I plan on using Luigi to write a reproducible and failure-resistant hyperparameter-tuning task. Therefore I call my class TrainOneModel
multiple times within the "parent" class HParamOptimizer
.
To simplify things here is an easier hello world version:
import luigi
# Child class
class HelloTask(luigi.Task):
name = luigi.parameter.Parameter(default='Luigi')
def run(self):
print(f'Luigi says: Hello {self.name}!')
# Parent class
class ManyHellos(luigi.Task):
def run(self):
names = ['Marc', 'Anna', 'John']
for name in names:
hello = HelloTask(name=name)
hello.run()
if __name__ == '__main__':
luigi.run(['ManyHellos', '--workers', '1', '--local-scheduler'])

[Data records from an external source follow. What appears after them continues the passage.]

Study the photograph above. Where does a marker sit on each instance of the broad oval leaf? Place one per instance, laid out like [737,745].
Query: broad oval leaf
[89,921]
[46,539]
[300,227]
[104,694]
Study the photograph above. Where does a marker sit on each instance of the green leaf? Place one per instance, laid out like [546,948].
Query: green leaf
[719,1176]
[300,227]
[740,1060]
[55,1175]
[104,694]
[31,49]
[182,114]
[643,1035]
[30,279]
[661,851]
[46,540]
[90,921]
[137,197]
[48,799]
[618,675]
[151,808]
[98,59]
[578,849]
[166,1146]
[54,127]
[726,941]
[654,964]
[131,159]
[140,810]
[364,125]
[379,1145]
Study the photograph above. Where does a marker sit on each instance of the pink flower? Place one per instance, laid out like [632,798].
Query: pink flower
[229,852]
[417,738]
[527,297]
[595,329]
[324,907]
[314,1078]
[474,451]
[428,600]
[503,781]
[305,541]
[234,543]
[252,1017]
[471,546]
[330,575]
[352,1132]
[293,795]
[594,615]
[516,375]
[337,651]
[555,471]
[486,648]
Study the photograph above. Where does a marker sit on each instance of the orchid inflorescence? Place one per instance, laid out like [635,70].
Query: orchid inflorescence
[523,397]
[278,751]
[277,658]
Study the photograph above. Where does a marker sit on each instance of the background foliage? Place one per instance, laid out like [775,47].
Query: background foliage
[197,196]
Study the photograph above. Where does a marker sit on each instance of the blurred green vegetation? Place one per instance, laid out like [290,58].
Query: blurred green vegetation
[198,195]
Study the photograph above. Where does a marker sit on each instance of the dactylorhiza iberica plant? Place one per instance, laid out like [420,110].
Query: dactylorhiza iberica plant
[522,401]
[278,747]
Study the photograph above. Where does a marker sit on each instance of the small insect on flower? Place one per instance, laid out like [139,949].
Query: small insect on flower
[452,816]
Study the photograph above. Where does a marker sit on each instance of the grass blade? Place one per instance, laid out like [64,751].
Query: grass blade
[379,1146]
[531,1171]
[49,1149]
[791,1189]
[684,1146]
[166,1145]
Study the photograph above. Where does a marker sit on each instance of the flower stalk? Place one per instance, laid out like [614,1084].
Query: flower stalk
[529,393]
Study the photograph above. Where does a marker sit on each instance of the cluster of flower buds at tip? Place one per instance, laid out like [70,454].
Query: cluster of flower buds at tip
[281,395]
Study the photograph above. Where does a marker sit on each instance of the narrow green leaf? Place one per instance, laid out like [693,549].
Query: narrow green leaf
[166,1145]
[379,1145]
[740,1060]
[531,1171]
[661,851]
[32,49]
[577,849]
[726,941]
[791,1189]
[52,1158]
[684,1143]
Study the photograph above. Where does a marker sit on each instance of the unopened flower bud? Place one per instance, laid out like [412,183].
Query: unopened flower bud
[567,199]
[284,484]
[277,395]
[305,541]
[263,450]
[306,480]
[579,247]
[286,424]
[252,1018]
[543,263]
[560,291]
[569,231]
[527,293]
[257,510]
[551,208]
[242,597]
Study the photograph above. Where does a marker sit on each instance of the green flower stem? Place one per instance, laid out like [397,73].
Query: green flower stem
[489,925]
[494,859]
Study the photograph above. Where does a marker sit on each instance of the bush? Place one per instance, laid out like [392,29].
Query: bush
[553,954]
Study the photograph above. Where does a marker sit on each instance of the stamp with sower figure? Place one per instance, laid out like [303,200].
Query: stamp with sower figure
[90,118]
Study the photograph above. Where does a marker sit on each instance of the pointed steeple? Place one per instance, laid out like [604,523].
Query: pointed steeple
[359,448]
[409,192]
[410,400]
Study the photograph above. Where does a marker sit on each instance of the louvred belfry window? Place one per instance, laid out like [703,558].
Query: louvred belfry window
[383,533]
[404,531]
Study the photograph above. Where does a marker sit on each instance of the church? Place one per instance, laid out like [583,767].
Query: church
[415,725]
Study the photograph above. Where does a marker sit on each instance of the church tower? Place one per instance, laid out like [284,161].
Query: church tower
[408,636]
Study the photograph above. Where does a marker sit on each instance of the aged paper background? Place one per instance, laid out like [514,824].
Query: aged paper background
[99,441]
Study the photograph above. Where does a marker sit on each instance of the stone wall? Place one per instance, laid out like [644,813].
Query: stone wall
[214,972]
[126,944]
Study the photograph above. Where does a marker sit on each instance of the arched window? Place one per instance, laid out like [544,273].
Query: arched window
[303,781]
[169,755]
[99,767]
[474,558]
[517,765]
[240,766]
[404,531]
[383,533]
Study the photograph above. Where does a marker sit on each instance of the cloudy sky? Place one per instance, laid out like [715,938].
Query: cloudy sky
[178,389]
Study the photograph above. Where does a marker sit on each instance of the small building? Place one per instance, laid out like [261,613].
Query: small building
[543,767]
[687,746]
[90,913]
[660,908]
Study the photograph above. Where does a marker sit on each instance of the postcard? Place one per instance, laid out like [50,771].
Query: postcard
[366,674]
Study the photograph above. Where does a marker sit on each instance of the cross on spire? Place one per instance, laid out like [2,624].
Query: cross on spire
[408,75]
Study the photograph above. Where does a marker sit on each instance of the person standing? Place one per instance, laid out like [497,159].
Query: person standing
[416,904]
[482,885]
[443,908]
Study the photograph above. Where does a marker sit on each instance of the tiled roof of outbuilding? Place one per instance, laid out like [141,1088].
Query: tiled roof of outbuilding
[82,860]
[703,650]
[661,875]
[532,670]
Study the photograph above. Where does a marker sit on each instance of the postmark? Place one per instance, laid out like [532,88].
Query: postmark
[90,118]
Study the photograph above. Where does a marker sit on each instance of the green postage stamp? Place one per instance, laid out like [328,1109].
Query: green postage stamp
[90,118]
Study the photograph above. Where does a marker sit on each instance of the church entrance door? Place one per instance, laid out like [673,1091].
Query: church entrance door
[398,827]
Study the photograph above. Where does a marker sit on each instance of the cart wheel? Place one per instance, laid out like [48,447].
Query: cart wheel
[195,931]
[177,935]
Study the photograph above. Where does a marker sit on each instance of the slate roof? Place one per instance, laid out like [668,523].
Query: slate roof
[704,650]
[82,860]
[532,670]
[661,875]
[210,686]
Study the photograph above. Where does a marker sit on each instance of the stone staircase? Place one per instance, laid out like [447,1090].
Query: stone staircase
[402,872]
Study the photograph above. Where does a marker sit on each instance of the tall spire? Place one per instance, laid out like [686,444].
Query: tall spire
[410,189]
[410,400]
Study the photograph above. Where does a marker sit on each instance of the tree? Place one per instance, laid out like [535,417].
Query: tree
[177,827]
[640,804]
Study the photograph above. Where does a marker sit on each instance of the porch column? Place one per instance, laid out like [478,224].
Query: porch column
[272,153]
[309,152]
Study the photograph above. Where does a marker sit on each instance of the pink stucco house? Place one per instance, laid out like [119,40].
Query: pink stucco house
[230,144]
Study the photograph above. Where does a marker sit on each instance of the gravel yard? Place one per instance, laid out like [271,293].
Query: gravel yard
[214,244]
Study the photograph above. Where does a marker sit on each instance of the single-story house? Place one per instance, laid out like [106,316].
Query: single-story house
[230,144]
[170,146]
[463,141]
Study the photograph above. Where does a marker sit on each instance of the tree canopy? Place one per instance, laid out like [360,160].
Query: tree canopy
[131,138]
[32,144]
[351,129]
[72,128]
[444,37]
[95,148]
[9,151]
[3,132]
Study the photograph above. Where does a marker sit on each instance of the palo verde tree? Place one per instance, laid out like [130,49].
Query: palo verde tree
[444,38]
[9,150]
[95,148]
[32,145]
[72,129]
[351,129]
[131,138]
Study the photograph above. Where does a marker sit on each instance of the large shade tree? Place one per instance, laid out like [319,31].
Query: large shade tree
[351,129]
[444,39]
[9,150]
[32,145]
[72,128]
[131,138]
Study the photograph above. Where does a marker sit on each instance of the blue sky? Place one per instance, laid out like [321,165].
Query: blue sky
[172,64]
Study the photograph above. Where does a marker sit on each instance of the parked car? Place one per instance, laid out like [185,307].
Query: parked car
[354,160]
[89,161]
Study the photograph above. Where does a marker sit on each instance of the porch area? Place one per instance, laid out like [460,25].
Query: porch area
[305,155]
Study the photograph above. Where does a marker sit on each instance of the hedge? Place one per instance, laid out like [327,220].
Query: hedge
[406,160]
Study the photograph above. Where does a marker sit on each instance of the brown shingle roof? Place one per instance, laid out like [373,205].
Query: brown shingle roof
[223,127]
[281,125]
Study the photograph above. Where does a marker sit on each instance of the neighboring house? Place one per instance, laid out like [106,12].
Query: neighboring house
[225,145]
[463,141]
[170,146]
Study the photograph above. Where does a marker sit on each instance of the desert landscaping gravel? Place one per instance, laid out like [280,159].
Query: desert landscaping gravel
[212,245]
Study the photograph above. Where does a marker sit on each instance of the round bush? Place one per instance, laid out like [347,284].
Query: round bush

Running the script with python filename.py
works and the progress looks :). Names are also printed as expected, however, the execution summary only shows that ManyHellos
ran:
Scheduled 1 tasks of which:
* 1 ran successfully:
- 1 ManyHellos()
Is there a possibility of including the child class HelloTask
to view how things are progressing in the central scheduling visualizer?
Thanks, BBQuercus
They are not shown because you're executing their run() manually instead of going through the scheduler. The luigi way to do it would be more like this:
import luigi
# Child class
class HelloTask(luigi.Task):
name = luigi.parameter.Parameter(default='Luigi')
def run(self):
with self.output().open('w') as fout:
fout.write(f'Luigi says: Hello {self.name}!')
def output(self):
# An output target is needed for the scheduler to verify whether
# the task was run.
return luigi.LocalTarget(f'./names/{self.name}.txt')
# Parent class
class ManyHellos(luigi.Task):
def run(self):
names = ['Marc', 'Anna', 'John']
for name in names:
yield HelloTask(name=name) # dynamically schedules a HelloTask
if __name__ == '__main__':
luigi.run(['ManyHellos', '--workers', '1', '--local-scheduler'])
which leads to
===== Luigi Execution Summary =====
Scheduled 4 tasks of which:
* 4 ran successfully:
- 3 HelloTask(name=Anna,John,Marc)
- 1 ManyHellos()
This progress looks :) because there were no failed tasks or missing dependencies
when executed. Note that you could also yield multiple tasks at once, with yield [HelloTask(name) for name in names]